3. Be positive and patient.
Worship habits (and their consequences) are shared generationally (Ex. 20:5–6). And what we’re passing on involves much more—though not less—than liturgical motions. Our children will sense our heart for worship long before they understand the logic of our liturgy. Discipline may be necessary. But never lose sight of this goal: we want our children to sense that praising God in the congregation is the most joyful experience in the world (Acts 8:8, 39; 13:48, 52).
4. Get help from others with more experience.
The learning curve in training children to worship is steep, especially for first-time parents. We’ve never done this before! But others have. Talk to older parents; learn from their shortcomings and their successes. If need be, enlist the help of fellow church members. As a pastor, I’ve rarely sat with my wife at church. But when our children were small, we asked for and received a lot of help from other church members.

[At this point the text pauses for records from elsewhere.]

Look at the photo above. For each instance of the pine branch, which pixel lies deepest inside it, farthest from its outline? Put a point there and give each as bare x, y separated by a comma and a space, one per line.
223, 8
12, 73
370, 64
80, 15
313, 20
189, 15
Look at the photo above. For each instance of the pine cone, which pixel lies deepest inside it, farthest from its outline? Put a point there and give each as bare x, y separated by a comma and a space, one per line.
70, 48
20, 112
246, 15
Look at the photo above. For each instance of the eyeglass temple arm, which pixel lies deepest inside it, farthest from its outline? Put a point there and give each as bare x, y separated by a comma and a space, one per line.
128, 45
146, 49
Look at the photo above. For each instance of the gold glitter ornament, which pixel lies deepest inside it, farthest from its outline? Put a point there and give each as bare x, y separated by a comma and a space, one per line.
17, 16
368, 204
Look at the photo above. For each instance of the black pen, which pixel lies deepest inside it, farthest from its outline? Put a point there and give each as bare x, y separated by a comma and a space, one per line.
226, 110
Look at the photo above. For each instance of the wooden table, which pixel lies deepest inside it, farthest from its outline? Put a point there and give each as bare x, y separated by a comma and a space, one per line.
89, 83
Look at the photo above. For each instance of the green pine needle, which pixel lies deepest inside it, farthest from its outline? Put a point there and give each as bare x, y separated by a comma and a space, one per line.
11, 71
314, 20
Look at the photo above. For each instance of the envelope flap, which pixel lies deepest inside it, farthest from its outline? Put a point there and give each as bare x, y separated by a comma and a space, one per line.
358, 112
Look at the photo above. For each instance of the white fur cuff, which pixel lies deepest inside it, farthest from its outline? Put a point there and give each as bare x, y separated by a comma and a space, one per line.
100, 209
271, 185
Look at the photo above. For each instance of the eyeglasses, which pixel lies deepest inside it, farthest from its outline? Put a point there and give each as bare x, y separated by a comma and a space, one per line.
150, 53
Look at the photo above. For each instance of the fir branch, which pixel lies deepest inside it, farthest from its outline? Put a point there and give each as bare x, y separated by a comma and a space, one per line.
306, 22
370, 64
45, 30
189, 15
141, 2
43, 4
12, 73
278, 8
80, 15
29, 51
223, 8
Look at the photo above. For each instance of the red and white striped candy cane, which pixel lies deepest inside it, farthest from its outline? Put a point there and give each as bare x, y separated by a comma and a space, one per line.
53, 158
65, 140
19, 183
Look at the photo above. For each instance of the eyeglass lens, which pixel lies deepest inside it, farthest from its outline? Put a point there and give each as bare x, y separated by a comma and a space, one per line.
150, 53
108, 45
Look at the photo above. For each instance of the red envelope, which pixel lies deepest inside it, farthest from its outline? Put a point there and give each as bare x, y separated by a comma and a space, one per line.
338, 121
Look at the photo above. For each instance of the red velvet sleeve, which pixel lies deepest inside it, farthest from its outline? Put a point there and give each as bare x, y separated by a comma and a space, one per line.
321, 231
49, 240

You can also read books that encourage and equip you. My wife and I benefited from the now-classic book by Robbie Castleman. Joel Beeke, Jason Helopolous, Daniel Hyde, and others have also written excellent little books for helping children acclimate to corporate worship, some beautifully addressed directly to children. Don’t expect to implement everything in every book you read. But you can’t go wrong learning from good guides.
Mature believers have the inestimable privilege of personalizing Jesus’s invitation: ‘Let the little children come to me.’
Mature believers have the inestimable privilege of personalizing Jesus’s invitation: “Let the little children come to me” (Mark 10:14). In him is life, for us and for our children (John 1:4). We should do all we can to bring our children to Jesus as he walks among his worshiping people (Rev. 1:9–20).
And, as an encouragement, my daughter is no longer screaming in church. She’s only a few years older, but now she’s devoting her energies to confessing her sin, hearing God’s promise of salvation to all who believe in Jesus, learning God’s will for her life by listening to sermons, and singing psalms and hymns as part of an offering of thanks for God’s grace. She has a lot to learn. I have a lot to learn too. And we’re both in the right place to learn it.